The materials are used in applications such as power plants and cars, for example, where they convert waste exhaust heat into sustainable energy.
Now researchers at the University of Warwick, in collaboration with the Universities of Cambridge and Birmingham, have discovered that shaping thermoelectric materials into the thinnest possible nanowires means they conduct less heat and more electricity at the same time. This results in significantly greater efficiency than bulk versions of the materials.
The researchers were investigating the crystallisation of tin telluride in extremely narrow carbon nanotubes, which they used as templates for the formation of the materials in their one-dimensional form, according to the paper’s first author Dr Andrij Vasylenko, from the University of Warwick’s Department of Physics.
“By sublimation, we converted the material into its gaseous form, and the gas then filled the tube and crystallised,” said Vasylenko.
At the same time, they carried out theoretical research, using quantum mechanical computations, to understand the formation of the tin telluride nanowires, and how their structure is affected by different external conditions such as pressure, temperature and the diameter of the carbon nanotubes.
The researchers, including Dr Andrew J Morris’s group at the University of Birmingham, were able to establish a direct link between the size of the nanotube template and the resulting structure of the formed nanowire.

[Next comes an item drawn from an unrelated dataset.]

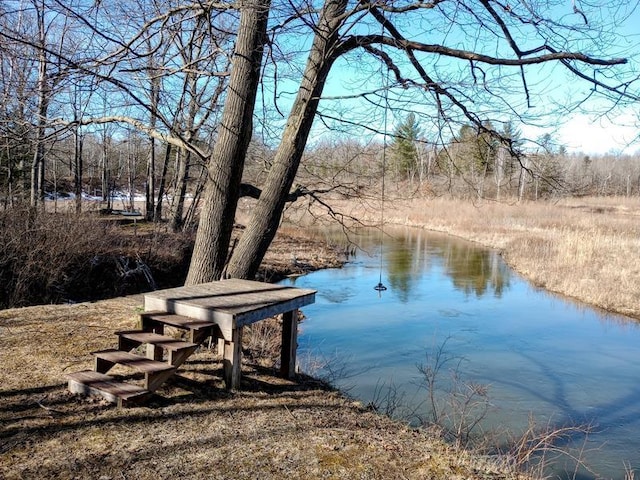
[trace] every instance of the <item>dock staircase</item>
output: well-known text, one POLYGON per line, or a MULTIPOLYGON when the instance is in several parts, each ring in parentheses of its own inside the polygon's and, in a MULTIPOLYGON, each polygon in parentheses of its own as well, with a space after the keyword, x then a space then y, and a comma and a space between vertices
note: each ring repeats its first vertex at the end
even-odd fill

In a paper published in ACS Nano, they also demonstrated that the technique can be used to regulate the thermoelectric efficiency of tin telluride formed into nanowires just one to two atoms in diameter.
The researchers now hope to carry out further research, including studying the combined thermoelectric potential of the tin telluride nanowires and the carbon nanotubes, with the aim of developing them into useable thin films, according to Dr Jeremy Sloan at the University of Warwick.
To this end, Sloan has been awarded a five-year EPSRC Established Career Fellowship to investigate the atomically thin nanowires.
“We have so far managed to illustrate the potential of these materials, and that potential is something that I very much hope to exploit,” he said.